In the girl there is a darkness.
Margo is not like other girls. She lives in a derelict neighborhood called the Bone, in a cursed house, with her cursed mother, who hasn’t spoken to her in over two years. She lives her days feeling invisible. It’s not until she develops a friendship with her wheelchair-bound neighbor, Judah Grant, that things begin to change. When neighborhood girl, seven-year-old Neveah Anthony, goes missing, Judah sets out to help Margo uncover what happened to her.
What Margo finds changes her, and with a new perspective on life, she’s determined to find evil and punish it–targeting rapists and child molesters, one by one.
But hunting evil is dangerous, and Margo risks losing everything, including her own soul.
This is definitely a dark, disturbing story. One thing it was lacking for my personal taste was romance. Even a dark romance story line. I suppose you could say there was a love interest between Margo and Judah but it is in one word: strange.
This story is more about the painful childhood of Margo Moon and the twisted decisions she makes as an adult. One could partially blame that on her upbringing but really, aside from being dirt poor as a child, she turns out as a strong and independent woman. She decides to take the fates of bad people, specifically those who harm women and children, into her own hands after seeing too many of those bad people get away with hurting those who are innocent. She becomes their vengeance.

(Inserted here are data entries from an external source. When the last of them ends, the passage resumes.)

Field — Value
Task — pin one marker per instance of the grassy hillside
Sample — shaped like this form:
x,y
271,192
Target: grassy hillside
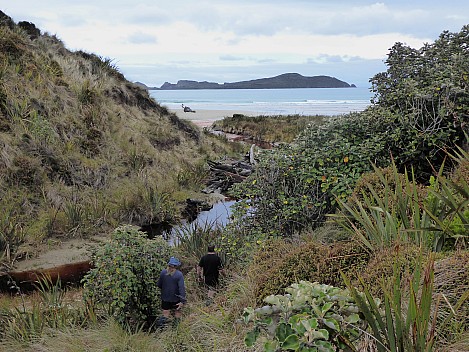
x,y
82,148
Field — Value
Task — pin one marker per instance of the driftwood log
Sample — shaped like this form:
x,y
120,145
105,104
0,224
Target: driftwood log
x,y
224,174
26,281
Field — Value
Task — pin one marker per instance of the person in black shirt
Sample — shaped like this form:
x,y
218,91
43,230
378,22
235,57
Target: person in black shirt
x,y
209,268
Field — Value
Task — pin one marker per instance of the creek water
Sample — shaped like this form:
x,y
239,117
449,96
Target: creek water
x,y
217,216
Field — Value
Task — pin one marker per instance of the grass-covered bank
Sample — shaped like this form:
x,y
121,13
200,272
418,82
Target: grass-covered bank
x,y
363,220
83,149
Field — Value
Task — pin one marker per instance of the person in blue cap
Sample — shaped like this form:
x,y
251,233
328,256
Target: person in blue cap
x,y
173,290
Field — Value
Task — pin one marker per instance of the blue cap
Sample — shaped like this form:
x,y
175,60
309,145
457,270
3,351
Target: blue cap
x,y
174,261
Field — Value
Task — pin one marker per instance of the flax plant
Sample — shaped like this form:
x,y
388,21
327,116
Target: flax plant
x,y
379,220
399,326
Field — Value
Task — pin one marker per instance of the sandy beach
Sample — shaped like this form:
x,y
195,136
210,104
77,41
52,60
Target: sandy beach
x,y
205,118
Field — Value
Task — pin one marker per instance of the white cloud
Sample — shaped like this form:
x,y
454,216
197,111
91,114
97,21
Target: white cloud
x,y
226,39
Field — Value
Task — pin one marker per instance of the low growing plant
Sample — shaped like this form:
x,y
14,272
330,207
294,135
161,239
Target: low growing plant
x,y
125,274
401,327
309,317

Unexpected by me, and pointed out by a fellow blogger as a head's up during one of my Teaser Tuesday posts where I featured a teaser from Marrow as the book I was reading at the time, there are some connections to Mud Vein, but I found them only to be minor and I noticed these to first occur about 79% into the book. I don't think the connections require you to read Mud Vein first though, although I had already read it. I didn't find them to be spoiler-y in nature, no matter which book you read first. These are both stand alone novels.
So I had mixed feelings on this book, going back and forth on how I felt about it. I was blown away by Mud Vein and because of the feelings it drew from me I rated it 4.5 stars. With this story, I just didn't get the same feels. And then I was faced with a couple "what the?" moments which really threw me for a loop as to what was reality and what wasn't. Even now as I sit here writing my thoughts, I am still not sure. I don't want to elaborate because to do so would be to give away too much of the ending and I loathe when details in books are ruined for me. Books are meant to be journey's and I'm not going to take away from your journey should you choose to read this.
At the end I was left with questions and a bit of confusion. And I hate feeling that way at the end of a book, especially one that's a stand alone.
"I have legs, Judah, and I don't know how to use them. Your life walks, and you're going to walk out of the Bone and be something."
"Dreams are plans; they get your heart moving, and once your heart gets moving, your brain will follow."
We are born ready to cultivate ourselves, find a place where we feel comfortable. Whether that is to fit in with the geeks, or the jocks, or the cold-blooded killers. There is nothing new under the sun. Nothing new we can invent or make up.
What happens to a person when their own brain becomes the enemy?
And while it is not necessary in the dealings of love, it is terribly romantic to have a man look at you like you're the last glass of water on Earth.